World Neurosurg 2021 02 27;146:e501-e508. Epub 2020 Oct 27.

Department of Neurosurgery, University of North Carolina School of Medicine, Durham, North Carolina, USA.

Objective: To curb the misuse of postoperative prescription opioids, the state of North Carolina enacted the Strengthen Opioid Misuse Prevention (STOP) Act of 2017 limiting the duration of initial postoperative opioid prescriptions. The purpose of this study was to evaluate the STOP Act's effect on health care resource use by comparing patient outcomes and opioid prescribing practices following elective anterior cervical discectomy and fusion (ACDF).

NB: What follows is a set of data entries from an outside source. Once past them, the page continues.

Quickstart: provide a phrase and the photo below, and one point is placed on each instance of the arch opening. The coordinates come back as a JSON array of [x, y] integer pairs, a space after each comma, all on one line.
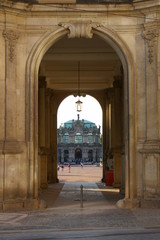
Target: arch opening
[[99, 90]]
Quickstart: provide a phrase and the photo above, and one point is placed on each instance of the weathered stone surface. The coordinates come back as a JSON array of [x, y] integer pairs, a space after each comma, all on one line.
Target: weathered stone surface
[[35, 44]]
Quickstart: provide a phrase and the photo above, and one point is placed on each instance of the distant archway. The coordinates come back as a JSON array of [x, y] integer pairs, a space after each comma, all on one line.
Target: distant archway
[[33, 63], [78, 155]]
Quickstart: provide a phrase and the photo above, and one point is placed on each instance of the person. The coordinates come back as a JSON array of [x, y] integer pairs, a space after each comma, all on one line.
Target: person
[[81, 165], [58, 167], [62, 167], [69, 166]]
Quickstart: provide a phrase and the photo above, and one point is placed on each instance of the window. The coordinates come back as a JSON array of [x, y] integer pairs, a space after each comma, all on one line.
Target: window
[[78, 138]]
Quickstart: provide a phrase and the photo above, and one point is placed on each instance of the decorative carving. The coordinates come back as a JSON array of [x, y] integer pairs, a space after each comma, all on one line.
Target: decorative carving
[[150, 36], [11, 36], [80, 29]]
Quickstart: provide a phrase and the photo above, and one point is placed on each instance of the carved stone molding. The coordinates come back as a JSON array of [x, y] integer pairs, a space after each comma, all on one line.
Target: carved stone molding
[[150, 35], [12, 37], [42, 82], [117, 83], [12, 147], [80, 29]]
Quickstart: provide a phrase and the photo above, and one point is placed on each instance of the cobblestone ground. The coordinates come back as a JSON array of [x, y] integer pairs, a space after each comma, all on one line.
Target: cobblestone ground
[[64, 210]]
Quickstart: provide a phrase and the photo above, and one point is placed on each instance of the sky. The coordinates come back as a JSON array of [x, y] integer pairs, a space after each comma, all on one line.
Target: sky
[[91, 110]]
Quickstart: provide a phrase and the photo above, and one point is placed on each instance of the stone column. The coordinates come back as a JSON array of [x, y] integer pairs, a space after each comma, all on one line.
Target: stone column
[[48, 134], [42, 132], [54, 138], [105, 133], [117, 129], [151, 149]]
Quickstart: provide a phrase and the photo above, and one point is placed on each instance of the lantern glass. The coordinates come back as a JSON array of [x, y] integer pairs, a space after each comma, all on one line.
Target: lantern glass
[[79, 105]]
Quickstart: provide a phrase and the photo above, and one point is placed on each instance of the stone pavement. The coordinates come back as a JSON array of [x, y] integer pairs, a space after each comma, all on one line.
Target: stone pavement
[[65, 214]]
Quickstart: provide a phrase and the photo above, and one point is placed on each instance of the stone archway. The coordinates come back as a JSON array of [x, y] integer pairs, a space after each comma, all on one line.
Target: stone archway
[[78, 155], [85, 30]]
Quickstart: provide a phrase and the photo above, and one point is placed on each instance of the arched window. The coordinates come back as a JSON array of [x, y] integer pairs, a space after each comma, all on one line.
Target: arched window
[[78, 138]]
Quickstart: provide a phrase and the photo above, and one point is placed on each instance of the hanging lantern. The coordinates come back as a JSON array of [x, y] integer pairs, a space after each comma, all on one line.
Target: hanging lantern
[[79, 102], [79, 105]]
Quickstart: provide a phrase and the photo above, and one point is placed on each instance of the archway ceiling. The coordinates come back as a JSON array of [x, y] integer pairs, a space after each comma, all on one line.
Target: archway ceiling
[[98, 64]]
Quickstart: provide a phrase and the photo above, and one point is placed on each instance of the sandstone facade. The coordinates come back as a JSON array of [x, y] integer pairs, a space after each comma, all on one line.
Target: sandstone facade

Methods: Outcomes and opioid prescribing data were retrospectively evaluated for Pre-Law (January 1, 2017, to December 31, 2017) and Post-Law (January 1, 2018, to December 31, 2018) elective 1- to 4-level anterior cervical discectomy and fusion patient cohorts. Outcome measures included hospital and clinic resource use in the form of emergency department visits, readmissions, major postoperative complications, number of clinic visits, or number of clinic phone calls by patients reporting uncontrolled pain or requesting new opioid prescriptions. Opioid-prescribing practices in the form of discharge prescription number of pills and total morphine milliequivalents also were recorded.

Results: Surrounding the STOP Act's implementation, there was no significant difference (P > 0.05) in emergency department visits, readmissions, major complications, number of postoperative clinic visits, or number of clinic phone calls for uncontrolled pain or new prescription requests. There was a significant decline in mean discharge prescription number of pills (89.7 vs. 67.0, P < 0.001), and average morphine milliequivalents (683.4 vs. 509.6, P < 0.001).

Conclusions: This may reflect overprescribing in this population, where larger opioid prescriptions were likely not needed to manage pain that would otherwise require a return to care.